Malin menyunggingkan seringai miring. Gusinya yang tebal menjadikan wajahnya penuh gigi. "Apa lagi yang kamu tawarkan?"
Gaun dalam cengkeramannya, dia membungkuk dengan payudara disangga di atas meja. "Apa yang dicari oleh awak kapal itu dan bagaimana menjaga agar kapal serupa yang akan datang menyusul penuh dengan preman-preman agar tidak membunuhmu. Mereka dari Dunia Barat, peramu tuak."
Beberapa helai rambut di tengkuk Malin berdiri. Dia membelai lehernya untuk membuatnya kembali tunduk.

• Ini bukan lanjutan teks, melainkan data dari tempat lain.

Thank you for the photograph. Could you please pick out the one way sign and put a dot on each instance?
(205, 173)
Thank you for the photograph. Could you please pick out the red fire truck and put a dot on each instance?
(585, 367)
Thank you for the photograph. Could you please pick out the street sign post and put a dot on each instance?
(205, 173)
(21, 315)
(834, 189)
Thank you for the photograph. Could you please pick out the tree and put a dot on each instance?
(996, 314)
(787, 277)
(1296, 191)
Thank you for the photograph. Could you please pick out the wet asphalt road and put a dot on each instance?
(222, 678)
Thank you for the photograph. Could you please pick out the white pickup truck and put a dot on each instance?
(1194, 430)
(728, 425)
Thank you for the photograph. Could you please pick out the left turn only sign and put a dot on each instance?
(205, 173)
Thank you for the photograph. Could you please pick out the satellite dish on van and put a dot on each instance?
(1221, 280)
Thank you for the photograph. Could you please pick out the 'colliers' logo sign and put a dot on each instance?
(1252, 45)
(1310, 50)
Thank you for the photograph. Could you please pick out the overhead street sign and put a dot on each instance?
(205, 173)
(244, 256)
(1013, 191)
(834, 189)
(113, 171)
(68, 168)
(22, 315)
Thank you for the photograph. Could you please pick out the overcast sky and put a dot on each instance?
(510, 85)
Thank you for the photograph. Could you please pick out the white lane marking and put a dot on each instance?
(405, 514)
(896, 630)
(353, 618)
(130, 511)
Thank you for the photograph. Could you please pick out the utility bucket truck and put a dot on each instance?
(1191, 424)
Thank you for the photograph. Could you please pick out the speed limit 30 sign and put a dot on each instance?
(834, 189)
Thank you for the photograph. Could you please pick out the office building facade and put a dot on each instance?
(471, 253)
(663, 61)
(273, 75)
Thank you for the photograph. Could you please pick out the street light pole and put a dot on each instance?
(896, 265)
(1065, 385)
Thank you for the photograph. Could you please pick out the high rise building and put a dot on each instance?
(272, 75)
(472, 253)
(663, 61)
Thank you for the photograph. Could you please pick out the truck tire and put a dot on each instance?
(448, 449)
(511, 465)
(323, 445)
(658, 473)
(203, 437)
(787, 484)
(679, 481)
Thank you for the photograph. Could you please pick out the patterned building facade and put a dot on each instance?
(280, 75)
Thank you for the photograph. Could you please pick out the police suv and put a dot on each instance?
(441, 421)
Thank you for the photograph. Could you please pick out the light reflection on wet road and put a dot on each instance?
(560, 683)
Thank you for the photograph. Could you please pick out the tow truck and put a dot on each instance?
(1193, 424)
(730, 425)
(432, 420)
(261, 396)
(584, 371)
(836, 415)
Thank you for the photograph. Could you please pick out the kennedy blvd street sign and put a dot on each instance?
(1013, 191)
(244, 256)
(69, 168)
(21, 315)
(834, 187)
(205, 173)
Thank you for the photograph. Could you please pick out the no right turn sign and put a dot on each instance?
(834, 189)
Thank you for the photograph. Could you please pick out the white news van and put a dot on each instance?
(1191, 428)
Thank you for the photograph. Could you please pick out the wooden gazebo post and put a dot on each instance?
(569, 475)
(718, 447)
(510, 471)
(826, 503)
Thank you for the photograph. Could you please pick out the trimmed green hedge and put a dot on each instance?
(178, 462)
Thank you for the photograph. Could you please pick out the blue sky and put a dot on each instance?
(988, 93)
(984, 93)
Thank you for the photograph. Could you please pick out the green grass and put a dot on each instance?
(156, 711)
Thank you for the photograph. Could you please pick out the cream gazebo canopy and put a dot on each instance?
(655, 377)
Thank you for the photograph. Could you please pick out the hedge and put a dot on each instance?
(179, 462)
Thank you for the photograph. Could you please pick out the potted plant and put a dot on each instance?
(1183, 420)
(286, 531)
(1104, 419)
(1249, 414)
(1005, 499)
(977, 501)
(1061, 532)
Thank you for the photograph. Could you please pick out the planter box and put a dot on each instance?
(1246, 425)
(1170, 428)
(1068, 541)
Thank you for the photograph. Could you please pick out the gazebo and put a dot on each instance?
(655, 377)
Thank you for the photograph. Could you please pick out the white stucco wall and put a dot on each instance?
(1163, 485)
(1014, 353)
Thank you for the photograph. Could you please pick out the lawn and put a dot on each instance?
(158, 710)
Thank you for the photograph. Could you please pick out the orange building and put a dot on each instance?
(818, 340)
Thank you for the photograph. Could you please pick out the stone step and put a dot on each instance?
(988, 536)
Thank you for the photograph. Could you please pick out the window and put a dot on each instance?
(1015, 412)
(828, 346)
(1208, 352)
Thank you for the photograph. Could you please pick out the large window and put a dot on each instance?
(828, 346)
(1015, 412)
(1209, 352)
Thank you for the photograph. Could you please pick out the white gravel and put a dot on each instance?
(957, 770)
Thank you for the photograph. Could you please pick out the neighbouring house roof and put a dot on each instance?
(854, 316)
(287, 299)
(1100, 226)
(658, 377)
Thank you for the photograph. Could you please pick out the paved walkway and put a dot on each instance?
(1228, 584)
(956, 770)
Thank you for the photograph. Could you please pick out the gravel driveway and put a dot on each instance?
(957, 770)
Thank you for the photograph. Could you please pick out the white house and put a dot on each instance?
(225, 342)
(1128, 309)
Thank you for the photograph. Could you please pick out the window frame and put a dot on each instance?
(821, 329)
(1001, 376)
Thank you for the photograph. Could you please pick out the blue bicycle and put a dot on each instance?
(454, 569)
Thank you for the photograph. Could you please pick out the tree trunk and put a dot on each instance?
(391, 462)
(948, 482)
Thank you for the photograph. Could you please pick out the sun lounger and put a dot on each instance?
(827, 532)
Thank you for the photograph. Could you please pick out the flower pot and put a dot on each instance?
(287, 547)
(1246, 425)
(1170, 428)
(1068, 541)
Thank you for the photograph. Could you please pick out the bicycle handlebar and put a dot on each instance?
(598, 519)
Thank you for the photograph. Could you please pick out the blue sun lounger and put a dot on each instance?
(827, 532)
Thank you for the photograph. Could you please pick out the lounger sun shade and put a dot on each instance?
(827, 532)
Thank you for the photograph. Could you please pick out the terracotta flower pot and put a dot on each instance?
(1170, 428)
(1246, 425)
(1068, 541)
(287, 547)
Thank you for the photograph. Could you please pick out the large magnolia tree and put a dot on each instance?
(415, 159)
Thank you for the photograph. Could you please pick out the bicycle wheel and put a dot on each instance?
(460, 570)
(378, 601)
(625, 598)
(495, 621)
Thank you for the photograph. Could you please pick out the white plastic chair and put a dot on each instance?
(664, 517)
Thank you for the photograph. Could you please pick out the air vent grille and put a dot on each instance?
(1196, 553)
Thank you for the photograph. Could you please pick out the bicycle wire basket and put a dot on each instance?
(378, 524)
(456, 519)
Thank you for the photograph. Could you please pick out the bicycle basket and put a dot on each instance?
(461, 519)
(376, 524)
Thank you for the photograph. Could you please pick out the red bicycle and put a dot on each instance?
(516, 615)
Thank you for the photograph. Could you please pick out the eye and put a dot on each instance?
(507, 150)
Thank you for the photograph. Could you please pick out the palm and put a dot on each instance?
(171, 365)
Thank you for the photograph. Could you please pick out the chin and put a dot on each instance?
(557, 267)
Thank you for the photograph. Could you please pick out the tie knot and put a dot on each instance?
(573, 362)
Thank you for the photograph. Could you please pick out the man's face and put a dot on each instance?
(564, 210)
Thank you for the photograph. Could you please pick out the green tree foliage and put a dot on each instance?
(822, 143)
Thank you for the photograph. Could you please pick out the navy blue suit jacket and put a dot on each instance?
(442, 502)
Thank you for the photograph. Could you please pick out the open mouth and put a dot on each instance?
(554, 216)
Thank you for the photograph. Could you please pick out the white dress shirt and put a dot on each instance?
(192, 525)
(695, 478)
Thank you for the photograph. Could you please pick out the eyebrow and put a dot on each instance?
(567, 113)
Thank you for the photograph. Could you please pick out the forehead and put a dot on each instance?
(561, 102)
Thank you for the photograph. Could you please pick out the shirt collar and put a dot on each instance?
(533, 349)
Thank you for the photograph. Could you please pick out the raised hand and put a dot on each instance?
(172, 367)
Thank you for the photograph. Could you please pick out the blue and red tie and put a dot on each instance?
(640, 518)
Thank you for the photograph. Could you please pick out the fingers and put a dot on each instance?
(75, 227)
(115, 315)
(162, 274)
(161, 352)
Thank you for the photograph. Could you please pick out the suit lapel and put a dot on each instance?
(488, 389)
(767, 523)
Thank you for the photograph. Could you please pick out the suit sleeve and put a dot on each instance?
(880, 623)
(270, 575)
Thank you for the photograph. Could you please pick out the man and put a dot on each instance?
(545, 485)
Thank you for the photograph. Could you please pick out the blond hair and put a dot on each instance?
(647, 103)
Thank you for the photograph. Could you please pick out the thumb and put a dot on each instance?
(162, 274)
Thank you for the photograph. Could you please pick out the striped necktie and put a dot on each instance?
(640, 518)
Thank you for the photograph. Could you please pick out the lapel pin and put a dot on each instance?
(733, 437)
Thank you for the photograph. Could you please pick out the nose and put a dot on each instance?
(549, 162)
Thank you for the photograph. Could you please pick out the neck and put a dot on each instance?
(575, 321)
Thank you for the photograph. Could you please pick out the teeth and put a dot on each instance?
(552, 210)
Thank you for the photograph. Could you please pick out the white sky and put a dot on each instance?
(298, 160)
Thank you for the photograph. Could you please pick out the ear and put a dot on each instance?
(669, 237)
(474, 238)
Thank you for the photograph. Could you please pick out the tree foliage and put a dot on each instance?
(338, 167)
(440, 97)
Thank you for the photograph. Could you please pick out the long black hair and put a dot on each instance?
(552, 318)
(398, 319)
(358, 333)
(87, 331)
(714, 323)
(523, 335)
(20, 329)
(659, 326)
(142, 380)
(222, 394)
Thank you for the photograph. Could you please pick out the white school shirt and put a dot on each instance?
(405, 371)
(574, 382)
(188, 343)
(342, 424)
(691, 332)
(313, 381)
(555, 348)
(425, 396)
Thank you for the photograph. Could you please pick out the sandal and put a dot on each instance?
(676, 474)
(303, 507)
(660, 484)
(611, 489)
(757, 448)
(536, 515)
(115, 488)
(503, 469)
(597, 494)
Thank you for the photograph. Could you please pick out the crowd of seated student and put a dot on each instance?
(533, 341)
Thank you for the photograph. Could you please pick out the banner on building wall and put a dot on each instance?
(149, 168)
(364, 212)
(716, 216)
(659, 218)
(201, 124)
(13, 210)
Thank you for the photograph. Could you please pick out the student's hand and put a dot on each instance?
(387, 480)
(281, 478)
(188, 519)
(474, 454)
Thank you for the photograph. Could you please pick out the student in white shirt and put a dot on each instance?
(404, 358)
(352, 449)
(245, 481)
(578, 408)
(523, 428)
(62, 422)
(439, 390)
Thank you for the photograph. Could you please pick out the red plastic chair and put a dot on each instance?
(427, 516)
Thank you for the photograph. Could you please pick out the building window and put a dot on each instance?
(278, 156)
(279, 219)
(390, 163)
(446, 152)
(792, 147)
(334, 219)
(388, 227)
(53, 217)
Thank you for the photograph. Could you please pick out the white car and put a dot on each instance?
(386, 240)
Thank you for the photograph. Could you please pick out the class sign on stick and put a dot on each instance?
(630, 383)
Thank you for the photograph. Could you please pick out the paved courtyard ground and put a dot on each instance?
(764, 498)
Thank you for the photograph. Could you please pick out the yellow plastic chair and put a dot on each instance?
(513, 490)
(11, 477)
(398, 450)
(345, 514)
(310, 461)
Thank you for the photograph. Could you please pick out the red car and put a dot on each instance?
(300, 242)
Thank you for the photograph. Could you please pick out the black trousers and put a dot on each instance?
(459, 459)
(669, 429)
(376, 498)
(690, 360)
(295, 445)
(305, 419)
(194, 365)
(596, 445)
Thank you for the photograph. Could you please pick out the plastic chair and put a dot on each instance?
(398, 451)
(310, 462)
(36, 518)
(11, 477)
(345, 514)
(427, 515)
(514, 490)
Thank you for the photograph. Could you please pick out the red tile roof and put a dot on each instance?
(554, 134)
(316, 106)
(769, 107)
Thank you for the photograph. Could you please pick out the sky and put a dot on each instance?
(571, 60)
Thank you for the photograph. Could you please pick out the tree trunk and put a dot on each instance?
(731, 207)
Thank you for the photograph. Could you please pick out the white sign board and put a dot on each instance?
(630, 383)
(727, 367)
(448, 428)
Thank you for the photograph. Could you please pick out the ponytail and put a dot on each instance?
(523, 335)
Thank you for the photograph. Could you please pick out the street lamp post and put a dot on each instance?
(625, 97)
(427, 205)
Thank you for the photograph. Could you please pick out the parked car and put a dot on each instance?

Malin sudah pernah berurusan dengan tentara bayaran Dunia Barat sebelumnya dan urusan mereka tidak berjalan dengan mulus.
Mereka tidak mungkin berkeliaran di sekitar sini, bukan? Badan Otoritas Persemakmuran Suku-Suku Dunia Timur pasti sudah menangkap mereka. Dia pasti berbohong.
"Mereka tidak diizinkan di sini," kata Malin. "Perjanjian Gencatan Senjata mengatakan demikian."
Manusia air itu terkekeh. "Gencatan senjata tidak ada artinya bagi mereka. Apakah kamu tidak mendengar?"
Malin telah mendengar sebelumnya, dan sempat heran mengapa Musashito tidak melompat keluar dari lemari untuk menertawakannya. "Kamu bohong, sayang."
"Seandainya begitu. Ada lagi yang kamu tidak tahu. Seseorang di sini telah memberi informasi kepada Dunia Barat. Aku membaca laporan tentang kalian semua. Ma'angin muda dari Panaimar yang diusir bapaknya dan menikahi tunangannya. Kamu hidup untuk membalas dendam padanya. Bahkan kamu bersedia menjual jiwamu untuk itu. Dan kamu akan mendapatkan kesempatan itu hari ini."
Dia menggeser badannya, menyeret dadanya di sepanjang tepi meja peramu, menambah sempuna kilaunya.